Qual o segredo, eu não sei. Mas, no caso do ”Planetinhas”, fiz um laboratório em casa com os meus filhos Rodrigo (7 anos) e Eduardo (10). Eu lia para eles a minha história, e também peguei influências de livros de outros autores que eu lia para eles, na hora de dormir. Hoje, os dois adoram ler.
Como é o seu processo de criação, da ideia até a arte-final?
É sofrido (risos). O primeiro momento é o do pânico. Antes de tudo, faço uma conta rápida do número de ilustrações que preciso criar, leiautar e finalizar até o prazo final para entregar o serviço, calculo qual deve ser a minha performance para cumprir o combinado, respiro fundo e dou por iniciado o trabalho.

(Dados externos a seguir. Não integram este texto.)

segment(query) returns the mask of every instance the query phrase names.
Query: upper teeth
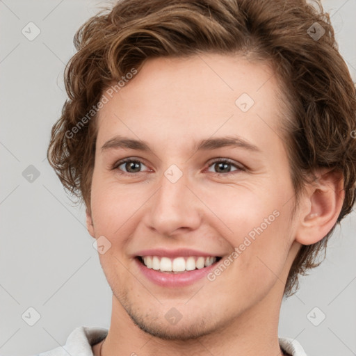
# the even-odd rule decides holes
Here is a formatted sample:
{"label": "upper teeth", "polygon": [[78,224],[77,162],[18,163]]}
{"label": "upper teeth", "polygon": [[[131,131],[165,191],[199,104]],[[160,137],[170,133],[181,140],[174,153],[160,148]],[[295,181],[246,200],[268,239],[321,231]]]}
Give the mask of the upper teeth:
{"label": "upper teeth", "polygon": [[159,256],[144,256],[143,263],[148,268],[161,270],[165,272],[183,272],[184,270],[193,270],[195,268],[202,268],[213,264],[216,261],[216,257],[161,257]]}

O tamanho do sofrimento é medido pelo tamanho do trabalho – quanto maior, mais sofrido. Depois de encontrar um ponto de equilíbrio interno, perco o medo e consigo ‘colocar a mão na massa’. Posso dizer que trabalho da mesma forma que um carrinho de brinquedo, daqueles de fricção. Primeiramente, fico naquela angústia do início da ideia, do processo, produzindo uma adrenalina para seguir em frente. Aí, começo a ler textos sobre o assunto, produzir rascunhos, para tentar descobrir o foco do meu trabalho. A partir daí, vou pensando no trabalho e rabiscando as primeiras ideias, que sempre são jogadas no lixo (risos). Quando consigo encontrar o fio da meada, me entusiasmo e, a partir daí, as coisas fluem com naturalidade. Procuro sempre tornar o texto mais simples porque, acho que quanto mais simples ele for, melhor. Busco a exatidão.